The US Dollar Index initially tried to rally during the session on Thursday, but met significant resistance at the 80 handle in order to pullback and formed a shooting star for the session. The market is still within a larger consolidation area that is bordered by both 81 and 79, so we are not overly pressed to take any large positions at this point time.
We believe that the 79 level should offer significant support, but if it does get broken down we think that this market could rocket much lower. This is because the 79 level has been so supportive, and this of course would represent a significant sea change in sentiment towards the US dollar. On a break of that level, we suspect that you will have quite a few choices as to how you want to short the US dollar in general. You can use this market of course, but we also suspect that commodity currencies will do quite well if we break down below that level also.
It’s obvious that the Euro would be a good choice also, as it is 40% of the Dollar Index. However, we feel that there aren’t plenty of other ways to play the anti-dollar sentiment if we get that break down and the European Union still offers plenty of headline risks out there.

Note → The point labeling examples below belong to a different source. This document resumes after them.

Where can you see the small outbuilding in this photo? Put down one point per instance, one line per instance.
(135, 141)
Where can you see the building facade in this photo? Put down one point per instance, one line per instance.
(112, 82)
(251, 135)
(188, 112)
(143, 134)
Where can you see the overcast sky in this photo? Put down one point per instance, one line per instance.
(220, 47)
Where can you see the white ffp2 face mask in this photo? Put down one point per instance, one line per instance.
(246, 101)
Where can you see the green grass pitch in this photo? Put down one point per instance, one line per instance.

As for buying, we now have to clear the 80 level as breaking the top of the shooting star would be enough to get us interested in going long, but it shows just how much trouble we are running into at 80 based upon the scandal. We would be interested in buying a supportive candle down near 79, just simply because the risk to reward ratio is so high at that point. Nonetheless, we think that this market is going to continue going sideways overall, but with a decidedly bearish bias over the next couple of sessions. Again, keep an eye out for the breakdown in a daily close below 79, as I could lead to fairly significant moves.